La vérité, c'est qu'on a beaucoup d'aides et qu'on a créé un paradis pour les investisseurs immobiliers.

Emmanuel Macron, interview dans Challenges, 10 mai 2023

Au risque de contredire le Président de la République, prenons un peu de hauteur avant de poursuivre :

  • Les deux tiers de la dépense publique en matière de logement sont consacrés aux prestations sociales et au soutien au logement social. Il s’agit d’une politique de redistribution parmi d'autres, dont chacun est libre d’apprécier le bien-fondé, mais que l’honnêteté intellectuelle impose de ne pas faire passer pour un soutien au logement privé.

  • Les dépenses dont bénéficie le secteur du logement privé représentent 12,8 milliards d’euros, dont 4,9 milliards ne sont que la restitution partielle du trop perçu de l'État qui applique 20% de TVA sur le logement en feignant ignorer sa nature de bien de première nécessité (qui devrait ouvrir droit au taux réduit de 5,5%).

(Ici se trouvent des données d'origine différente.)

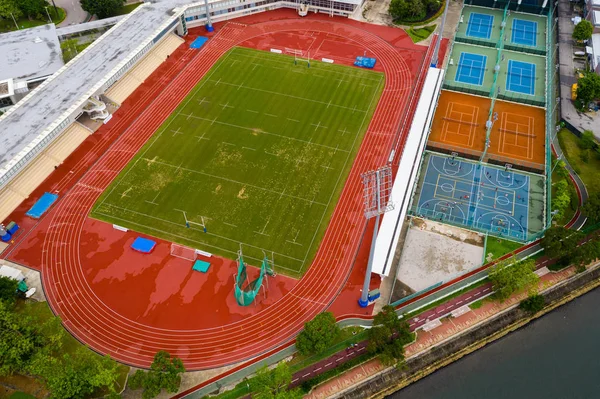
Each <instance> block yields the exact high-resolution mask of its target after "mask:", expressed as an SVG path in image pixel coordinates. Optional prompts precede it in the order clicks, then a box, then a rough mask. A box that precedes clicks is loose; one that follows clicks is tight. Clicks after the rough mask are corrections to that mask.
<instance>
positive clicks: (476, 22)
mask: <svg viewBox="0 0 600 399" xmlns="http://www.w3.org/2000/svg"><path fill="white" fill-rule="evenodd" d="M493 25H494V16H493V15H487V14H479V13H476V12H472V13H471V15H470V16H469V22H468V24H467V36H469V37H477V38H479V39H489V38H490V37H491V36H492V26H493Z"/></svg>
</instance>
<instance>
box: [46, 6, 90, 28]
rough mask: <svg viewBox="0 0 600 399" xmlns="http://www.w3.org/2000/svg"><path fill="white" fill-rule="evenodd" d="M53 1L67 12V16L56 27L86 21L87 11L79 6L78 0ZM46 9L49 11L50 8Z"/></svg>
mask: <svg viewBox="0 0 600 399" xmlns="http://www.w3.org/2000/svg"><path fill="white" fill-rule="evenodd" d="M50 2H52V0H50ZM54 3H55V4H56V6H57V7H60V8H62V9H64V10H65V12H66V13H67V17H66V18H65V20H64V21H62V22H61V23H60V24H58V25H57V26H58V27H61V26H69V25H75V24H80V23H82V22H85V21H87V18H88V13H87V11H84V10H83V8H81V3H80V2H79V0H54ZM48 10H49V11H50V9H48Z"/></svg>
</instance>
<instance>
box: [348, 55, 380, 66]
mask: <svg viewBox="0 0 600 399" xmlns="http://www.w3.org/2000/svg"><path fill="white" fill-rule="evenodd" d="M376 62H377V59H376V58H369V57H356V61H354V66H358V67H361V68H373V67H375V63H376Z"/></svg>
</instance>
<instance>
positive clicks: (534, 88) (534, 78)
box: [506, 60, 535, 95]
mask: <svg viewBox="0 0 600 399" xmlns="http://www.w3.org/2000/svg"><path fill="white" fill-rule="evenodd" d="M506 90H509V91H514V92H517V93H521V94H530V95H533V94H534V93H535V64H530V63H528V62H522V61H515V60H508V77H507V79H506Z"/></svg>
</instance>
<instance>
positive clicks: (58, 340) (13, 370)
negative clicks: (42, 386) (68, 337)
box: [0, 301, 64, 375]
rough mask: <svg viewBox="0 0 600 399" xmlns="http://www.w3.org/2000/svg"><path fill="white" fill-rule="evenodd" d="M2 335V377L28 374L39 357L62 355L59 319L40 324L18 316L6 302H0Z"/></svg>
mask: <svg viewBox="0 0 600 399" xmlns="http://www.w3.org/2000/svg"><path fill="white" fill-rule="evenodd" d="M26 306H28V305H26ZM0 332H1V334H2V338H1V339H0V375H10V374H13V373H17V372H19V373H26V372H29V371H30V367H31V364H32V362H33V361H34V359H36V357H40V356H44V357H47V356H48V355H49V354H51V353H55V352H56V351H60V349H61V343H62V338H63V336H64V329H63V328H62V327H61V325H60V319H59V318H58V317H52V318H49V319H46V320H40V319H39V318H38V317H33V316H25V315H24V314H17V313H15V312H14V311H13V307H12V305H10V304H8V303H6V302H4V301H0Z"/></svg>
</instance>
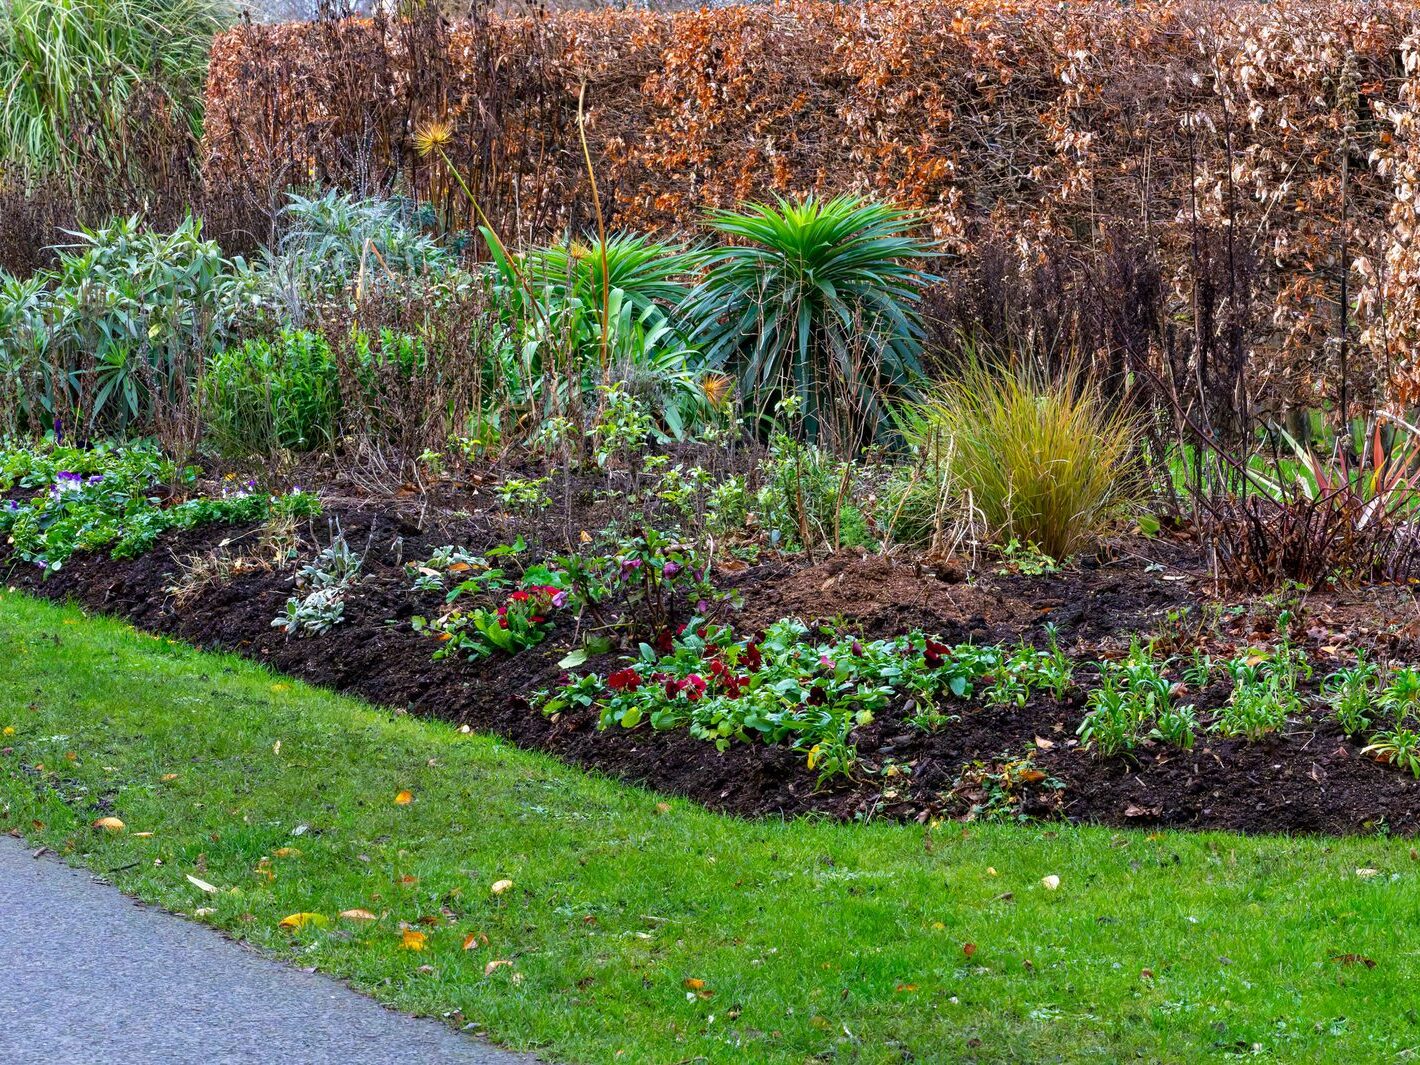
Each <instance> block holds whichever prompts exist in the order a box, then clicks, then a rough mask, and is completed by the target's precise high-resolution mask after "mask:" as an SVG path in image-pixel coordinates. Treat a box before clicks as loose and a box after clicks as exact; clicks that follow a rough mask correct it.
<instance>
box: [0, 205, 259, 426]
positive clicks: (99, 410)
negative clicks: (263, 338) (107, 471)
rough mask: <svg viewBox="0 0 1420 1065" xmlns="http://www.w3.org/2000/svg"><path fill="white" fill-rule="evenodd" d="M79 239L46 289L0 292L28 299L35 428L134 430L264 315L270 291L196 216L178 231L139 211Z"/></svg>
mask: <svg viewBox="0 0 1420 1065" xmlns="http://www.w3.org/2000/svg"><path fill="white" fill-rule="evenodd" d="M75 236H77V237H78V243H77V244H74V246H71V247H65V249H61V250H60V261H58V266H57V267H55V268H54V270H53V271H47V273H44V293H43V294H40V295H35V294H34V293H33V291H27V290H13V288H9V290H4V291H0V301H4V300H10V298H24V300H28V301H30V304H28V307H27V310H26V317H27V321H28V322H30V329H28V332H27V334H26V338H27V346H30V348H31V349H33V352H34V364H33V373H34V376H37V378H38V388H37V392H35V393H34V396H33V400H31V402H30V422H31V423H34V422H38V423H40V425H43V427H53V426H58V427H61V430H64V432H75V430H81V432H84V433H89V435H98V433H102V432H114V433H119V435H135V433H136V432H143V430H146V429H151V427H152V426H153V423H155V420H158V419H159V417H160V416H162V415H165V413H169V415H170V413H173V412H176V410H179V409H180V408H182V405H183V402H185V398H186V395H187V391H189V388H190V385H192V382H193V381H195V379H196V376H197V372H199V369H200V365H202V361H203V359H204V358H206V356H207V354H209V351H212V349H213V348H214V346H216V345H219V344H222V342H224V341H227V339H229V338H230V337H231V335H233V334H234V331H236V328H237V327H239V325H240V324H241V322H243V321H244V320H246V318H247V317H250V315H254V314H257V308H258V307H260V305H261V298H260V288H261V284H260V280H258V278H257V277H256V275H254V274H253V271H251V270H250V268H249V267H247V266H246V263H244V261H243V260H240V258H233V260H229V258H227V257H226V256H224V254H223V253H222V249H220V247H217V244H216V243H214V241H210V240H203V237H202V223H200V222H199V220H197V219H195V217H192V216H189V217H187V219H186V220H185V222H183V223H182V224H180V226H178V229H175V230H173V231H172V233H155V231H152V230H149V229H146V227H143V226H142V224H141V223H139V220H138V217H136V216H135V217H128V219H118V220H115V222H112V223H109V224H108V226H104V227H101V229H95V230H81V231H80V233H77V234H75ZM0 314H11V315H13V314H14V311H9V312H0ZM31 427H38V426H31Z"/></svg>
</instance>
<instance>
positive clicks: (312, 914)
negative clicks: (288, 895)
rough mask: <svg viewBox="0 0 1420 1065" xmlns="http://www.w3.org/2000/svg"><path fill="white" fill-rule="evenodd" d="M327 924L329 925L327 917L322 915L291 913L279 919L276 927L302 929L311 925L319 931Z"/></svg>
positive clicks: (304, 913)
mask: <svg viewBox="0 0 1420 1065" xmlns="http://www.w3.org/2000/svg"><path fill="white" fill-rule="evenodd" d="M329 923H331V922H329V917H327V916H325V914H324V913H293V914H290V916H287V917H281V922H280V924H278V927H283V929H304V927H305V926H307V924H311V926H314V927H317V929H321V927H325V926H327V924H329Z"/></svg>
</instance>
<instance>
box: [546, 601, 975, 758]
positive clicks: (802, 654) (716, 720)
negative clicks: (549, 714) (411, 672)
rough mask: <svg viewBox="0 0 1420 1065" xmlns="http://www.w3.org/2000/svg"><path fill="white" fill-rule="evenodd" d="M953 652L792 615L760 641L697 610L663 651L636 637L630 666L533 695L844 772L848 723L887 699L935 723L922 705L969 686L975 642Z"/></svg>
mask: <svg viewBox="0 0 1420 1065" xmlns="http://www.w3.org/2000/svg"><path fill="white" fill-rule="evenodd" d="M958 650H961V652H963V653H961V657H957V656H956V655H954V653H953V650H951V649H950V648H946V646H944V645H940V643H937V642H936V640H933V639H930V638H929V636H924V635H923V633H920V632H914V633H909V635H907V636H899V638H896V639H892V640H872V642H862V640H858V639H855V638H852V636H841V635H835V633H831V632H824V630H814V629H809V626H807V625H805V623H804V622H801V621H795V619H785V621H780V622H775V623H774V625H770V626H768V628H767V629H765V632H764V635H763V639H736V638H734V636H733V635H731V633H730V630H728V629H724V628H721V626H716V625H713V623H704V622H701V621H699V619H696V621H693V622H692V623H689V625H687V626H686V628H684V630H683V632H682V633H680V635H679V636H676V639H674V640H673V642H670V645H669V646H666V648H665V650H663V652H657V650H656V649H655V648H652V646H650V645H642V646H640V653H639V656H638V659H636V660H633V662H632V663H630V665H628V666H625V667H622V669H618V670H613V672H611V673H608V674H606V676H605V677H602V676H599V674H585V676H581V677H572V679H569V680H568V682H567V683H564V684H562V686H559V687H557V689H552V690H550V692H544V693H540V696H538V697H537V704H538V706H541V709H542V713H547V714H557V713H562V711H567V710H572V709H591V710H595V711H596V713H598V717H599V723H601V727H603V728H609V727H612V726H621V727H623V728H635V727H638V726H640V724H642V723H649V724H650V726H652V727H653V728H659V730H669V728H689V731H690V734H692V736H694V737H697V738H701V740H706V741H709V743H714V744H716V745H717V747H719V748H721V750H724V748H727V747H728V745H730V744H731V743H745V741H750V740H755V738H758V740H761V741H764V743H787V744H790V745H792V747H794V748H795V750H798V751H801V753H802V754H804V757H805V761H807V764H808V768H809V770H814V771H816V772H818V774H819V781H821V782H822V781H826V780H831V778H834V777H839V775H849V774H851V772H852V771H853V765H855V763H856V758H858V754H856V748H855V745H853V743H852V734H853V730H855V728H859V727H863V726H866V724H869V723H872V720H873V717H875V714H878V713H880V711H882V710H883V709H886V707H887V706H890V704H893V703H895V701H897V703H902V704H903V706H905V707H907V709H909V714H912V716H914V717H916V719H919V720H926V719H927V717H929V716H930V720H933V721H934V723H937V724H940V723H943V721H944V720H946V719H947V716H946V714H940V711H937V710H929V707H933V706H934V704H937V703H940V701H941V700H947V699H953V697H954V699H963V697H967V696H970V693H971V683H973V682H974V680H977V679H978V673H977V670H978V669H980V667H981V659H980V657H978V652H977V649H973V648H966V649H958Z"/></svg>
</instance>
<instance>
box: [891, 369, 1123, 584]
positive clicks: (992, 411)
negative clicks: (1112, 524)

  • Les incitations fiscales à l’investissement locatif privé sur lesquels Emmanuel Macron se base pour dépeindre la France en paradis des investisseurs immobiliers pèsent en tout et pour tout 2,3 milliards d’euros (essentiellement Pinel, désormais en extinction, et Denormandie).

2. La fiscalité

Toujours selon le compte du logement, les impôts et prélèvements dont le fait générateur est lié au logement ont atteint en 2021 le chiffre record de 91 milliards d’euros, soit une hausse de 60% depuis 2010. Ces chiffres n'incluent ni la taxe d'habitation ni les droits de succession (ceux-ci n’étant pas rattachés au compte du logement selon la méthodologie de l'État), qui auraient porté le total bien au-delà de 100 milliards d’euros.

Alors de quoi parlons-nous précisément ?

  • La TVA à tous les étages (énergie, construction, travaux...), pour bonne partie appliquée au taux de 20% en dépit du fait que le logement est incontestablement un bien de première nécessité : 27,9 milliards d’euros, +39% depuis 2010.

  • La taxe foncière : 24,1 milliards d’euros, +40% depuis 2010, et cela devrait encore s'accélérer pour compenser la suppression de la taxe d'habitation.

  • Les droits de mutation à titre onéreux (qui constituent l'essentiel de ce que l'on appelle à tort les "frais de notaires"), taxe inique sur la mobilité géographique, familiale et sociale : 16,4 milliards d’euros, x2 depuis 2010.

  • L'imposition des revenus locatifs : 8 milliards d’euros, +72% depuis 2010.

  • 14,2 milliards d’euros d’autres taxes parmi lesquelles les taxes sur l’énergie et les assurances (5,6 milliards), l’impôt sur les plus values (2,4 milliards), l’impôt sur la fortune immobilière (2,2 milliards) et les taxes d’urbanisme (1,1 milliards).

3. La contribution nette du logement aux finances publiques

Il découle de cette comptabilité publique, consultable par tous, que contrairement à la petite musique jouée à l’Élysée, le secteur du logement est un contributeur net positif aux finances publiques.

Mieux encore, cette contribution a été multipliée par 4 depuis 2010 pour atteindre 52 milliards d’euros en 2021. Incapable de se cacher ou de s’exiler, le logement est devenu la parfaite vache à lait fiscale ! En cela, Bercy s’inspire du Directoire qui avait introduit en 1798 un impôt sur les portes et les fenêtres qui resta en vigueur jusqu’en 1926.

Ainsi, les taxes prélevées sur les propriétaires, au-delà de financer le parc de logements sociaux et les aides au logement, ont permis en 2021 de réduire notre colossal déficit public d’un quart.

Mais ces ponctions ne sont pas une martingale. Elles renchérissent considérablement l’accès à la propriété et constituent un frein à la mobilité des Français. Elles sont aussi un boulet au pied d’un secteur économique qui contribue pour 11% dans le Produit Intérieur Brut et emploie 2,3 millions de personnes.